Kamis, 19 November 2015

Indahnya Islam Chapter Three



Indahnya Islam#2 Masih Berani Makan Sampai Kekenyangan? Ini Akibatnya!
Berbicara tentang Indahnya Islam itu tidak ada habis-habisnya. Segala ajaran dan aturan yang ada di dalamnya sarat akan hikmah dan kebaikan. Adapun stigma sebagian masyarakat yang menganggap Islam itu radikal, kolot dan sebagainya dikarenakan ia belum mengenal ajaran Islam secara menyeluruh. Ia hanya melihat dari sisi pemeluknya saja yang setiap saat senantiasa berubah dan berproses untuk menjadi lebih baik. Dan adakalanya keimanannya pun naik dan turun. Maka jika ada yang mengatakan hal itu, jangan pernah salahkan agamanya namun koreksi-lah pemeluknya karena ia belum sempurna menjalankan Indahnya Islamnya.
Well, makan secara berlebihan telah kita ketahui dampaknya secara umum. Salah satunya yang sering kita dengar adalah obesitas atau kegemukan. Obesitas sebagai akumulasi lemak abnormal atau berlebihan yang dapat menimbulkan risiko kesehatan ke individu.
Ketika kita makan sampai kekenyangan, maka yang terjadi adalah jumlah makanan dalam lambung terlalu banyak atau melebihi kapasitas enzim pencernaan yang diproduksi, sehingga mengakibatkan makanan tidak tercerna sempurna ini kemudian masuk ke usus sehingga menyebabkan fermentasi, salah cerna, dan bisa menimbulkan gas.
Dampak negatif yang lain jika terlalu kenyang adalah timbul rasa sakit pada perut, perut terasa penuh, susah bernafas, dan perut tampak membesar. Hal ini dibuktikan dengan bersendawa (belching) yang keras bertubi-tubi. Gejala tersebut ditemukan pada mereka yang bergantian menelan dan mengeluarkan udara. Bila tidak dapat bersendawa, maka perut akan terasa kembung (meteorismus) dan kentut (flatus) yang tidak berbau. Selain perut menjadi tidak enak, makan terlalu kenyang juga dapat mengakibatkan muntah dan diare.
Selain gelaja di atas, konsekuensi yang bisa muncul jika perut terlalu kenyang adalah diproduksinya radikal bebas dalam jumlah yang banyak.

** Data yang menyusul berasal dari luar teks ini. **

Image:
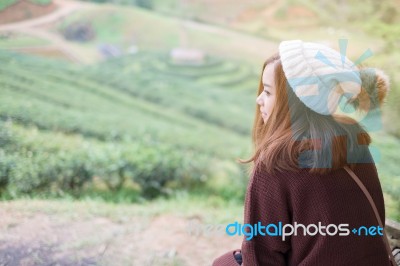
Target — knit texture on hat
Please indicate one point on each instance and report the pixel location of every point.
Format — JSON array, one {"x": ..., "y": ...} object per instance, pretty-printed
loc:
[{"x": 319, "y": 75}]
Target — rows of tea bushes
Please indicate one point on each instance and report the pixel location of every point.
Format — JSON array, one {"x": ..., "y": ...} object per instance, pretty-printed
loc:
[
  {"x": 36, "y": 162},
  {"x": 67, "y": 129}
]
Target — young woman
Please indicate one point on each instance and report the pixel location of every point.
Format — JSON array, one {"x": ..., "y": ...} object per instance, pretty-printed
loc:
[{"x": 302, "y": 142}]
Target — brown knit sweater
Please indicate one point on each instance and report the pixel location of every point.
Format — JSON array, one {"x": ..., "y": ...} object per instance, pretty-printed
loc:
[{"x": 308, "y": 199}]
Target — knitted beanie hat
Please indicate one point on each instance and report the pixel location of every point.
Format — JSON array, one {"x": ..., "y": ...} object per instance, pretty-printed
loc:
[{"x": 320, "y": 76}]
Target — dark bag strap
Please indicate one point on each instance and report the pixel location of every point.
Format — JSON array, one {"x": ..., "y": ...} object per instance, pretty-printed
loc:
[{"x": 371, "y": 201}]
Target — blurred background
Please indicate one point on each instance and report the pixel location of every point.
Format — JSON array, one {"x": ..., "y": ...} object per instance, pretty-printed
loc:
[{"x": 121, "y": 120}]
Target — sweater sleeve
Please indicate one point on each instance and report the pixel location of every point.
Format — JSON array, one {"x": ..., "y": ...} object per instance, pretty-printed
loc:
[{"x": 266, "y": 203}]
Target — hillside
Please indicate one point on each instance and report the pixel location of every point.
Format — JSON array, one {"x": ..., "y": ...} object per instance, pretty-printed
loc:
[{"x": 123, "y": 121}]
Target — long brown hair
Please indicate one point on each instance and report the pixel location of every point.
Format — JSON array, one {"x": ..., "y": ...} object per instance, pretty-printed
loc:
[{"x": 296, "y": 137}]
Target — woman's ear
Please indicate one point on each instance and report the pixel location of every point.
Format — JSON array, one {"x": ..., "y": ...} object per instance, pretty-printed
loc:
[{"x": 375, "y": 86}]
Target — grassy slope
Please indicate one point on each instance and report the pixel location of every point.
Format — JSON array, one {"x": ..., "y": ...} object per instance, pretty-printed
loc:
[{"x": 166, "y": 109}]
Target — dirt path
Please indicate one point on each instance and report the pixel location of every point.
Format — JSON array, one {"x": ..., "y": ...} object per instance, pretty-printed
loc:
[
  {"x": 32, "y": 27},
  {"x": 47, "y": 233}
]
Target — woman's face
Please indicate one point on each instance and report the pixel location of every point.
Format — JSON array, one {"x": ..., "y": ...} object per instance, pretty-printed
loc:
[{"x": 266, "y": 100}]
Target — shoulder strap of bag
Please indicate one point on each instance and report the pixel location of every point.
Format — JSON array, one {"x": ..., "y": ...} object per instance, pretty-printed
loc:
[{"x": 371, "y": 201}]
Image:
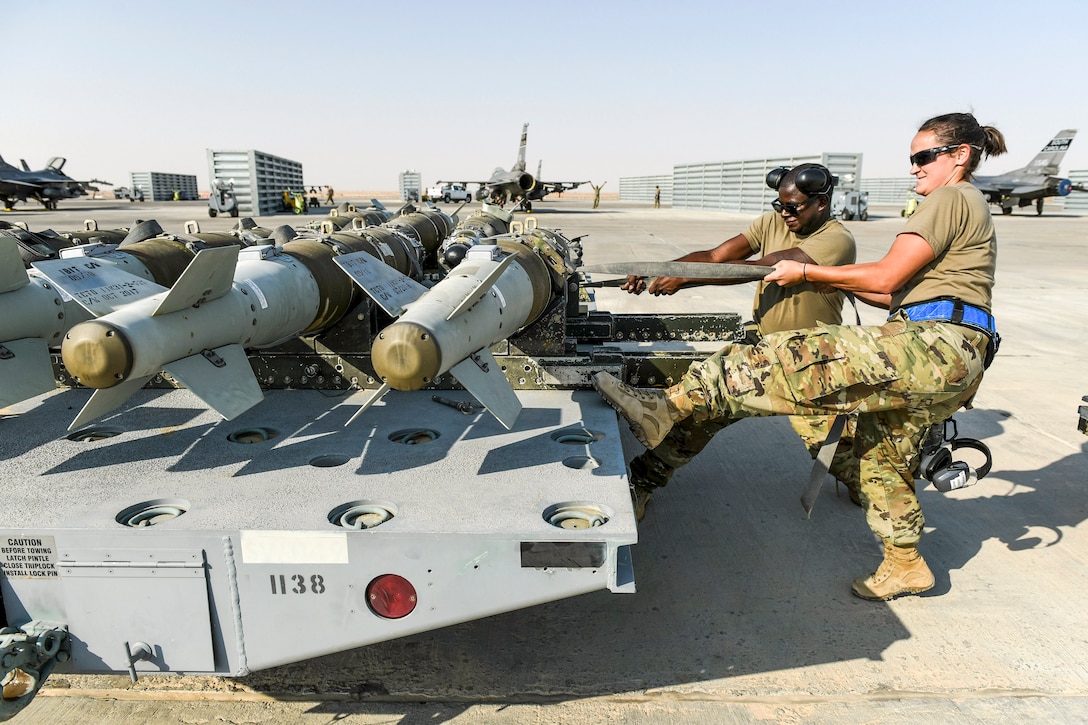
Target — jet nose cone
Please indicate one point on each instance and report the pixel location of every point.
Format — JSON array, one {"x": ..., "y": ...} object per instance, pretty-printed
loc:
[{"x": 98, "y": 354}]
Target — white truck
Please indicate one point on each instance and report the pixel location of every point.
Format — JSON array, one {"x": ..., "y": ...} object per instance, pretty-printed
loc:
[{"x": 449, "y": 193}]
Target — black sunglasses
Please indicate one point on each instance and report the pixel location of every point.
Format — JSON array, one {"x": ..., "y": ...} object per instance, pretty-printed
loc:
[
  {"x": 924, "y": 158},
  {"x": 793, "y": 209}
]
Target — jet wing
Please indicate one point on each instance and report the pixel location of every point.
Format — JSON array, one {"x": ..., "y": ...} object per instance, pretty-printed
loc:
[
  {"x": 561, "y": 186},
  {"x": 1028, "y": 192},
  {"x": 13, "y": 182}
]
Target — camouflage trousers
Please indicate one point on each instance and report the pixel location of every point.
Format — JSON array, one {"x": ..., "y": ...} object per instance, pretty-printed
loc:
[
  {"x": 688, "y": 438},
  {"x": 898, "y": 379}
]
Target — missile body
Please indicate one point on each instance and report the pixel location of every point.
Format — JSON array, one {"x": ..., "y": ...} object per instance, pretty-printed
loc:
[
  {"x": 424, "y": 342},
  {"x": 273, "y": 299},
  {"x": 493, "y": 293},
  {"x": 223, "y": 303}
]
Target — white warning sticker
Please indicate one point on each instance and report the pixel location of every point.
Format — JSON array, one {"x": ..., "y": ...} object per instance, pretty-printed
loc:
[{"x": 33, "y": 557}]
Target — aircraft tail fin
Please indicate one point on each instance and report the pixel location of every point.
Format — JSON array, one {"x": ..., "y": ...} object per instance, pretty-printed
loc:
[
  {"x": 520, "y": 166},
  {"x": 1048, "y": 160}
]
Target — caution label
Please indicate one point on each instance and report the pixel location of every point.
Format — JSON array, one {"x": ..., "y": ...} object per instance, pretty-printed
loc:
[{"x": 33, "y": 557}]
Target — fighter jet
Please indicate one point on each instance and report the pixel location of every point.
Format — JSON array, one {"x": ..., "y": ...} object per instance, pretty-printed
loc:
[
  {"x": 47, "y": 185},
  {"x": 517, "y": 184},
  {"x": 1034, "y": 182}
]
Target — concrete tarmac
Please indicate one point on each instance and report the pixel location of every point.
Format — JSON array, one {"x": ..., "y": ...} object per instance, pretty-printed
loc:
[{"x": 743, "y": 611}]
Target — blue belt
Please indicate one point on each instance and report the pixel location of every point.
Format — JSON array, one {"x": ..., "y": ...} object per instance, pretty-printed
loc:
[{"x": 950, "y": 309}]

Aktivitas makan merupakan salah satu aktivitas aerobik yakni aktivitas yang memerlukan oksigen. Oleh karena itu, jika makan melebihi kewajaran, oksigen yang diubah sel tubuh menjadi ROS (Reactive Oxygen Species) akan terbentuk dalam jumlah banyak. Penyakit yang bisa ditimbulkan akibat radikal bebas adalah kanker, aging, katarak, aterosklerosis dan lain sebagainya.
Guys, mungkin ada sebagian orang yang memiliki mind-set seperti ini. “...Lebay banget sih, terlalu banyak spekulasi, terlalu banyak menduga, orang itu kebutuhan kita...” bla bla bla. Ok, guys, memang semua adalah kebutuhan kita, namun alangkah baiknya jika sesuai pada porsi dan ukurannya. Jangan hanya memaksakan kehendak kita, memuaskan ego dan nafsu keserakahan diri sampai menaruhkan kesehatan kita di masa mendatang. Ingat guys, mencegah lebih baik daripada mengobati. Dan mencegah dengan penuh perencanaan merupakan salah satu langkah ikhtiar kita. Di samping itu guys, selalu iringi perbuatan dengan doa, agar segala nya menjadi berkah.